Belarus and Russia: Severe financial sanctions lead to immediate and severe impact on Russian economy
On Thursday 24 February, Russia launched a full-scale invasion of Ukraine and demanded the Ukrainian army to lay down its weapons. In the following hours, the EU, the US, the UK and Canada imposed several batteries of sanctions on Russia and Belarus, mainly targeting individuals and companies. These sanctions were already far-reaching, e.g. the decision to cut off the country’s biggest bank, Sberbank, from the US financial system. Moreover, on 26 February, the EU, the US, the UK and Canada unveiled their plan to impose even more severe financial sanctions on Russia. First of all, they announced plans to disconnect some Russian banks from the SWIFT global payment system. As a result of the announcement, the ECB already flagged Sberbank Europe AG, and its subsidiaries in Croatia and Slovenia are failing or likely to fail due to deposit outflows. Secondly, on 28 February, the US and the EU banned all transactions with the Russian Central Bank, thus blocking the Central Bank of Russia from using a large chunk of its foreign exchange reserves (e.g. to defend its currency) as these are mainly held overseas in the US, Germany, France, China, the UK, Austria and Japan. More sanctions on both Russia and Belarus are possible in the coming days.
The sanctions announced and set up last weekend can be seen as some of the most severe sanctions the West could possibly deploy. Ejecting some banks from SWIFT (at this point, these banks are still to be named) will have a significant impact on cross-border payments from Russia. SWIFT, or the Society for Worldwide Interbank Financial Telecommunications, is a secure messaging platform used worldwide for cross-border payments. Other secure messaging platforms do exist, as Russia for example began to create its own Financial Communications System (SPFS) in response to the introduction of sanctions in 2014. However, such other messaging platforms have limited reach outside the country that created the platform. As a result, cross-border payments involving the Russian banks targeted by the sanctions will be extremely difficult. Hence, a large number of Russian companies might not be able to make cross-border payments even if their transactions do not involve specifically targeted entities.

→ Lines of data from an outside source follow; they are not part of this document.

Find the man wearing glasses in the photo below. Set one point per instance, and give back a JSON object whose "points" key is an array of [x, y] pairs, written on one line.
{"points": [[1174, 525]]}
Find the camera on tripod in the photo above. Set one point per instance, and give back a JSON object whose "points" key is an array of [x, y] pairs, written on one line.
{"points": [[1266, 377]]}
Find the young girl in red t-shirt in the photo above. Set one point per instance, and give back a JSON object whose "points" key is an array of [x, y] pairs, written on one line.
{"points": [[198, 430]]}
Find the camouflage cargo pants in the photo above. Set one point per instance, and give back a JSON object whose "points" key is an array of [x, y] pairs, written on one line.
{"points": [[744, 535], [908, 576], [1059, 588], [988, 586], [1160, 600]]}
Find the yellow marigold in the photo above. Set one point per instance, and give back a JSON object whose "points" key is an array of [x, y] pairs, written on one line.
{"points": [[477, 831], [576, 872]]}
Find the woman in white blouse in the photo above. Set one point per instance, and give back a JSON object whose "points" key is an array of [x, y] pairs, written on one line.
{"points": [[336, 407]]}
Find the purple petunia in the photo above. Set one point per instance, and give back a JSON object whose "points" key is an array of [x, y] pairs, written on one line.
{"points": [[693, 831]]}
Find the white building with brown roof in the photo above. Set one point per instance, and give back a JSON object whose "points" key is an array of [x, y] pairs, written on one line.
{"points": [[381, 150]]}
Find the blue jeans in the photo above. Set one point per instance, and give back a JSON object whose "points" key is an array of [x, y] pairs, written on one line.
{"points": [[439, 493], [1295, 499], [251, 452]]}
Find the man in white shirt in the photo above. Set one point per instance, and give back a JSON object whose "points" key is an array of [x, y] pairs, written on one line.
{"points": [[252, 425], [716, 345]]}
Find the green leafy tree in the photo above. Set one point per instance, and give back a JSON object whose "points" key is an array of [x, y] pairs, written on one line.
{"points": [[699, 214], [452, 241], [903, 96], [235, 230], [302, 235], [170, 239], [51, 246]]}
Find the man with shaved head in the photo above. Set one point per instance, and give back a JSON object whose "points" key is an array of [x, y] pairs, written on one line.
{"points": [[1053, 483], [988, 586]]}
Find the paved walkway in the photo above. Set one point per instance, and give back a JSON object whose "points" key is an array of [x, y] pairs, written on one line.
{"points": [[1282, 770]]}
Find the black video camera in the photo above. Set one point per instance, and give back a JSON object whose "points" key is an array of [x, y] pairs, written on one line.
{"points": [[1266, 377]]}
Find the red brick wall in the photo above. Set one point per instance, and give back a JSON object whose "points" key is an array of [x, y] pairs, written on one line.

The Russian economy is clearly hit hard by the sanctions. The Russian rouble has tumbled (as shown in graph 1) while interest rates showed a sharp hike from 9.5% to 20%. Many international companies are also disinvesting in the country. Higher inflation (8.8% in January 2022 y-o-y), significant supply chain disruptions, shortages of goods (especially high-tech goods) and of foreign exchange are in the cards. The Kremlin introduced capital controls to shore up foreign exchange revenues. According to international press reports, those controls ban Russians from transferring foreign currency abroad or from servicing loans in foreign currency outside the country from 1 March. The Kremlin also ordered Russian exporters to sell 80% of their foreign currency revenues dating back to 1 January in an effort to help offset the rouble’s sharp decline. However, the exact legislation is yet to be clarified and confirmed.
In this context, Credendo has decided to downgrade Russia’s short-term political risk rating to category 7/7. Moreover, Russia’s medium- to long-term political risk rating was downgraded to category 7/7. Furthermore, the business environment risk (category (E/G), political violence risk (4/7) and expropriation risk (5/7) are under pressure.
Given that part of the Russian troops launched Ukraine’s invasion from Belarus, and considering Putin’s decision to put nuclear forces on high alert (possibly moving nuclear weapons to Belarus), Belarus – a key ally of Russia – is likely to be targeted by additional sanctions from the West. Moreover, Belarus has no access to international markets and relies on Russia as a main source of funding, which will be heavily impacted by the above-mentioned sanctions. Hence, the short-term political risk of Belarus has been downgraded to category 7/7. Furthermore, Belarus’ medium- to long-term political risk rating has been downgraded to category 7/7, while political violence risk (currently in 4/7) is under pressure as well.